If you’ve ever been to a very busy mall, it’s likely you’ve been assaulted by those people who own skincare booths,
claiming their product and only their product is a miracle cure for whatever they determine is wrong with you on that day. Sure, some skincare works. However, whether or not something works isn’t determined by a price tag, as a lot of them may have you think.
They’ll read you a huge list of exotic, expensive, imported ingredients to justify the price to you, and you might hear that list of ingredients and think “wow, this must really be some good stuff.” Thankfully, we live in the age where we have all the research we need right there in our pockets, thanks to our phones. Before you buy, always research what those extra special ingredients are, and see if they even have any proven effects at all when used in skincare. A lot of companies throw in fancy, unnecessary fluff that we accept as luxury, when in reality, these are just useless things that sound fancy that are added into whatever skincare product you’re buying and will likely do absolutely nothing for you.
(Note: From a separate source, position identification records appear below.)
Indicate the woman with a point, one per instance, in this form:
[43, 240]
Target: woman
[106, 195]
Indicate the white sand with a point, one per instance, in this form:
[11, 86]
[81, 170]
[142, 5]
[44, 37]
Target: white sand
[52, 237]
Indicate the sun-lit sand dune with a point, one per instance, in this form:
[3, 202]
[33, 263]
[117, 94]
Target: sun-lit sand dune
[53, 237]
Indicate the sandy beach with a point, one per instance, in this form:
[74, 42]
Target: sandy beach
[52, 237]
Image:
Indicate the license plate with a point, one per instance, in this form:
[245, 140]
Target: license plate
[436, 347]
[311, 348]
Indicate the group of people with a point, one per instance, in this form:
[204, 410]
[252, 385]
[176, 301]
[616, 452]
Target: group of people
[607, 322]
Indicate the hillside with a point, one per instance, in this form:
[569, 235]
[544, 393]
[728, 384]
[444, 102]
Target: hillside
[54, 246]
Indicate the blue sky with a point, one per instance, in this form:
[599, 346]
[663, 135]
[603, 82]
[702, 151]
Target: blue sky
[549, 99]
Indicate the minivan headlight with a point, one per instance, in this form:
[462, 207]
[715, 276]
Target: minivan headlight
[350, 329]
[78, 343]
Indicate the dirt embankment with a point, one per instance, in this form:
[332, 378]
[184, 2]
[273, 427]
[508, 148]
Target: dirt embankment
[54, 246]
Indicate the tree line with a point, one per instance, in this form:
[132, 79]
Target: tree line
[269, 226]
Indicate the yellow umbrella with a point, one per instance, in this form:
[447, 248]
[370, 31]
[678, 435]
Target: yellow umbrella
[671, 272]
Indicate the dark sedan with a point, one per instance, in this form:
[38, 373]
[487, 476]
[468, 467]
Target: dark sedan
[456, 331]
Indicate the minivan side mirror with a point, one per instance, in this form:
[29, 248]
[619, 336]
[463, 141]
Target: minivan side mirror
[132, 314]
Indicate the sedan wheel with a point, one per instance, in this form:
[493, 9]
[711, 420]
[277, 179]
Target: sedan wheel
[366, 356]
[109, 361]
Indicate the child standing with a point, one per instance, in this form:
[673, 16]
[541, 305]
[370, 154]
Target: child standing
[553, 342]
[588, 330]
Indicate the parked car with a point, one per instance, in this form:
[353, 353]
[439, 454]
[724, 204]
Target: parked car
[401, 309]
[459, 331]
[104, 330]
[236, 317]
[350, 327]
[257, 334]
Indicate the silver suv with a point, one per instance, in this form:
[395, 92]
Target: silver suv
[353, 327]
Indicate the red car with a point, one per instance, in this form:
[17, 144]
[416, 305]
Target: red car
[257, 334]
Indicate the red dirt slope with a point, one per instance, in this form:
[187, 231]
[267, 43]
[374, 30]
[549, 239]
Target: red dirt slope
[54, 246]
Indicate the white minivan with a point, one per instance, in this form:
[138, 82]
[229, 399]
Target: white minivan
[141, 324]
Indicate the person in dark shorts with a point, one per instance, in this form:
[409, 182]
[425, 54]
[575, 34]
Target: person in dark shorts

A lot of skincare products, particularly those marketed as anti-aging skincare products, will also have studies attached to them, such as claims that 90% of women experienced healthier looking skin after using it for two weeks. It sounds promising when you attach such a large percentage to it, but statistics can easily be deceiving. For example, you don’t know how many women were in that test group, and for all you know, they all could have been twelve years old and perfectly healthy. Speaking of healthy, that’s also a loose term. What do they mean by “healthier looking skin”? It doesn’t say just healther, but healthier looking. These studies are phrased in a way to deliberately mislead you.
High end skincare isn’t necessarily better than drugstore skincare. Pricepoint and ingredients that actually work tend not to correlate in the world of skincare, because skincare is intended to prey on your weaknesses by making you feel insecure enough to part with your money. It’s a harsh reality, but take it from me. I sold skincare at the department store.